W ofensywie natomiast jest to zespół, który ma olbrzymie problemy z oddawaniem rzutów. Start jest jedną z drużyn, które grają najwolniej w całej lidze, o czym świadczy liczba rzutów z gry. W tym elemencie lublinianie są na drugim miejscu od końca. Bardzo podobnie rzecz ma się również liczbą zdobytych punktów, których średnio notują 71,7. Gorsze w tym elemencie jest tylko Asseco Arka Gdynia. Problemy Startu uwypukliły się zwłaszcza w ostatniej kolejce, kiedy „czerwono-czarni” rywalizowali z Legią Warszawa. Przegrali 60:69, a w drugiej kwarcie byli w stanie zdobyć ledwie 4 pkt.
– Przestój w drugiej kwarcie ustawił wynik. Nie możemy pozwolić sobie na to, aby drużyna przeciwna zdobywała 21 punktów więcej w kwarcie od nas, a my abyśmy rzucali zaledwie cztery. W tej kwarcie był największy problem z naszą grą. W trzeciej kwarcie zaczęliśmy lepiej grać w obronie, lepiej dzielić się piłką i udało się nam zniwelować straty, ale wiemy jak ciężko jest wrócić do meczu, kiedy ma się stratę 20 punktów. Staraliśmy się zrobić wszystko w drugiej połowie, ale nie udało się, bo druga kwarta zaważyła na końcowym wyniku.

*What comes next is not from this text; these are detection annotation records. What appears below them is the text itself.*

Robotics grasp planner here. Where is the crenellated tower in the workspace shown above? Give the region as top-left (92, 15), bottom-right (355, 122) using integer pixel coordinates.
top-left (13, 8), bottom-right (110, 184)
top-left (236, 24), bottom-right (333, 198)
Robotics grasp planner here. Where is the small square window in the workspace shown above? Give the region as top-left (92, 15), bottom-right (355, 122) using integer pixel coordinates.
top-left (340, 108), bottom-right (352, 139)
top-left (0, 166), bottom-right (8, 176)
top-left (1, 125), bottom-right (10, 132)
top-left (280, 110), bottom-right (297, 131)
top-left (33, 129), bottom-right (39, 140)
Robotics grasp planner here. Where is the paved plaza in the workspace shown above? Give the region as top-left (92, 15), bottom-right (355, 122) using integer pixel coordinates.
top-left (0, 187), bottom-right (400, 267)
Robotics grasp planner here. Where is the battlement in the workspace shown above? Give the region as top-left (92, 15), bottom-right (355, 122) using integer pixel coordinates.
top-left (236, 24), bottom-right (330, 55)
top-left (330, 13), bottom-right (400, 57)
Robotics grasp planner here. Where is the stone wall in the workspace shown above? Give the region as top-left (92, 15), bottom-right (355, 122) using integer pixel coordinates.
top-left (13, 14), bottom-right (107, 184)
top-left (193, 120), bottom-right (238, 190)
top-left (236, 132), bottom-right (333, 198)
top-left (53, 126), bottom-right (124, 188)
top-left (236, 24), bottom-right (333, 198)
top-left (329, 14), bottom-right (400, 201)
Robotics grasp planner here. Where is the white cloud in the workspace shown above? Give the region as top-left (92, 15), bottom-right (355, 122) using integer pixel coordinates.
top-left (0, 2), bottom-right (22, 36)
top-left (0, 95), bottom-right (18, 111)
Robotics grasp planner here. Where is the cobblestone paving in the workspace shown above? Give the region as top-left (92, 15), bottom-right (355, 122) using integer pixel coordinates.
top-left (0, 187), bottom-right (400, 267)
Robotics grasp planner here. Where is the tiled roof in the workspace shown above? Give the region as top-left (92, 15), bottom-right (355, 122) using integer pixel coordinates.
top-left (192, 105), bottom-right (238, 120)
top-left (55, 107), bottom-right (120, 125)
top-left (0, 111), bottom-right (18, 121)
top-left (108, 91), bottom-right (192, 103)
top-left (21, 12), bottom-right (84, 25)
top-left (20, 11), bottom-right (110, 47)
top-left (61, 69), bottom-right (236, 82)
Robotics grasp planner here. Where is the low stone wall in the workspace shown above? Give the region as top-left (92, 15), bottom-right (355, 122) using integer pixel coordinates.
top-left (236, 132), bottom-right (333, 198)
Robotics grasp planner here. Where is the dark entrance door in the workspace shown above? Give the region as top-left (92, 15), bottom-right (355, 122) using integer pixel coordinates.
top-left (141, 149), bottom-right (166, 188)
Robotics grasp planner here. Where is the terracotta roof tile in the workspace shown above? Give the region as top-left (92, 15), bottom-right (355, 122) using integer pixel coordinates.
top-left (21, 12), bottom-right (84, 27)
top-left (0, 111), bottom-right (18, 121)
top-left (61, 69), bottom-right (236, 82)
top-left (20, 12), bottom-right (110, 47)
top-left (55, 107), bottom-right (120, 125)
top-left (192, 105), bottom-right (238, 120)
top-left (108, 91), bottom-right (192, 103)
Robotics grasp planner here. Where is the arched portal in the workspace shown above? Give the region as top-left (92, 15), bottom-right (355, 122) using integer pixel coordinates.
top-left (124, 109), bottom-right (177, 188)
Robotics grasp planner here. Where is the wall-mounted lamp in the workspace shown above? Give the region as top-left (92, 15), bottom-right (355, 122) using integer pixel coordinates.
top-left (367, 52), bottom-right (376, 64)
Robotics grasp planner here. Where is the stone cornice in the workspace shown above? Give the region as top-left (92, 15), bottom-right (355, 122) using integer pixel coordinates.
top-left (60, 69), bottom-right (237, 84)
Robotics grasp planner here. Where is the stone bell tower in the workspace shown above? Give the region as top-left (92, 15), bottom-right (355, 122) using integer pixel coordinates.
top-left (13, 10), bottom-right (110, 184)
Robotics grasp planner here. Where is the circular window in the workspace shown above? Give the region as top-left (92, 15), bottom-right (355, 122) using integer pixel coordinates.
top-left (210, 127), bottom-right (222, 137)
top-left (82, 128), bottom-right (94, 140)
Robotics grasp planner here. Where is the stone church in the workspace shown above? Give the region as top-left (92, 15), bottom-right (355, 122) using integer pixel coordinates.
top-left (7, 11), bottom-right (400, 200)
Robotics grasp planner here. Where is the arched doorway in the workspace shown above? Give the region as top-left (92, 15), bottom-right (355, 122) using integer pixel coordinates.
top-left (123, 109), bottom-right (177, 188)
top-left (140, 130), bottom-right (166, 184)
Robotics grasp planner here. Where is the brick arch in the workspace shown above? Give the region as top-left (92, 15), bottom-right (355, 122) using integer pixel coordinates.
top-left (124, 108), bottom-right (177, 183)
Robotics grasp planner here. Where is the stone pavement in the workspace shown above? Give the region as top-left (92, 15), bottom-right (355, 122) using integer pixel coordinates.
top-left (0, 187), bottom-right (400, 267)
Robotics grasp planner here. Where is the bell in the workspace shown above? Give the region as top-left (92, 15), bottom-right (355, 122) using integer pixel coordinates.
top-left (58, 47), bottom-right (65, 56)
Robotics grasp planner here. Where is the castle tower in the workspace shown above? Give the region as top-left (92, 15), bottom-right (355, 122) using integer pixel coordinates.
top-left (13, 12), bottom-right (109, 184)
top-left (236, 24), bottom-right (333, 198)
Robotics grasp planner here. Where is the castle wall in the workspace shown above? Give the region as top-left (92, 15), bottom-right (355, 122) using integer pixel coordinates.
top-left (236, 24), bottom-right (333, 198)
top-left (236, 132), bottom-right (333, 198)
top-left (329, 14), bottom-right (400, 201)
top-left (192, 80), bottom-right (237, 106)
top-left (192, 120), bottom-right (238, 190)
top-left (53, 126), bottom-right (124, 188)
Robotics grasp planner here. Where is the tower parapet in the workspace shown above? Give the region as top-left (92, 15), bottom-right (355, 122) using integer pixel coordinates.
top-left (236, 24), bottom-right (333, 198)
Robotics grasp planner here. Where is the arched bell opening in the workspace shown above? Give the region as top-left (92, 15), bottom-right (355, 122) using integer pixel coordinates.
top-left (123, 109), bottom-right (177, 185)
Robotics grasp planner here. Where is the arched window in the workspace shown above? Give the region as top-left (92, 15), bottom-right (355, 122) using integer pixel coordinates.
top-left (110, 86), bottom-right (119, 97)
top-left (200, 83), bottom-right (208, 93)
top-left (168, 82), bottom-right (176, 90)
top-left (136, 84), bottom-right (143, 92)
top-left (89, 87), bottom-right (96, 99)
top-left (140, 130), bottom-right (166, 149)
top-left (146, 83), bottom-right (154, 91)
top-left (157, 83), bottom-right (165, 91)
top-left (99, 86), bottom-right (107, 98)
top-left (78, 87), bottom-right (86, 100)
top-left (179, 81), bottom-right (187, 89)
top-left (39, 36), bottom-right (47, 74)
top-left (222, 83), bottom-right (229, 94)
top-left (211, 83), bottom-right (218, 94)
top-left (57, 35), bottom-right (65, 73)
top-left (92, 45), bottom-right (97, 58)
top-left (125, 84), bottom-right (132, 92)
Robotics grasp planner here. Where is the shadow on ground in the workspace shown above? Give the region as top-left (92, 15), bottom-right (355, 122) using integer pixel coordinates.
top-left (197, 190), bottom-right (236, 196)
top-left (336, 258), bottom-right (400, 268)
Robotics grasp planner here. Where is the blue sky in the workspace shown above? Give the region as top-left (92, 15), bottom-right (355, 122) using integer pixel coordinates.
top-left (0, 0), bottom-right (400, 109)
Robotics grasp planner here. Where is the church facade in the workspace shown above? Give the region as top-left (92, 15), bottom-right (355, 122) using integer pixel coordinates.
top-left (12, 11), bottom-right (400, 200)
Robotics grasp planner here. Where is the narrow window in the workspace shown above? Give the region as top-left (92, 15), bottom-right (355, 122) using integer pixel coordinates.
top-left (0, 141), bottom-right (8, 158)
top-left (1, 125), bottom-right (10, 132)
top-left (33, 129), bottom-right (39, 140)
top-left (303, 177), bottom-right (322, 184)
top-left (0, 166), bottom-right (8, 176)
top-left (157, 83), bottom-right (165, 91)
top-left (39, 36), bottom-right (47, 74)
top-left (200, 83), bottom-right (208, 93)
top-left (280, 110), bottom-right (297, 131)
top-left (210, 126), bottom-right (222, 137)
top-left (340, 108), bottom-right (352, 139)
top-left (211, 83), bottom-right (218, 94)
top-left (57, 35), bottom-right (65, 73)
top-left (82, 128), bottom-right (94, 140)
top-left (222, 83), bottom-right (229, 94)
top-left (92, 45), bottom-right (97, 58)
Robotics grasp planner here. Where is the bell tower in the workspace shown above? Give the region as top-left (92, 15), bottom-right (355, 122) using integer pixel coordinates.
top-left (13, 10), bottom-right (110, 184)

Ta długa lista problemów sprawiła, że David Dedek nie może być spokojny o swoją posadę. Wprawdzie oficjalnie tematu zmiany szkoleniowca nie ma, to w kuluarach pojawiają się kolejne nazwiska potencjalnych następców. Słoweniec może jednak się uratować, jeżeli zespół zaliczy progres. Dobrym sygnałem byłoby pokonanie w piątek Twardych Pierników Toruń. Najbliższy przeciwnik jest jednak drużyną, która ostatnio znajduje się w dobrej formie. 4 zwycięstwa w 6 spotkaniach plasują Twarde Pierniki na 6 miejscu. W ich zespole największą gwiazdą jest Maurice Watson. 28-letni Amerykanin zdominował zespół notując średnio w meczu blisko 18 pkt i 10 asyst. Warto jednak zwrócić uwagę też na mierzącego 213 cm Trevora Thompsona czy reprezentanta Polski, Aarona Cela.
Piątkowy mecz rozpocznie się o godz. 19.30. Relację z niego będzie można obejrzeć na płatnej platformie internetowej Emocje.tv.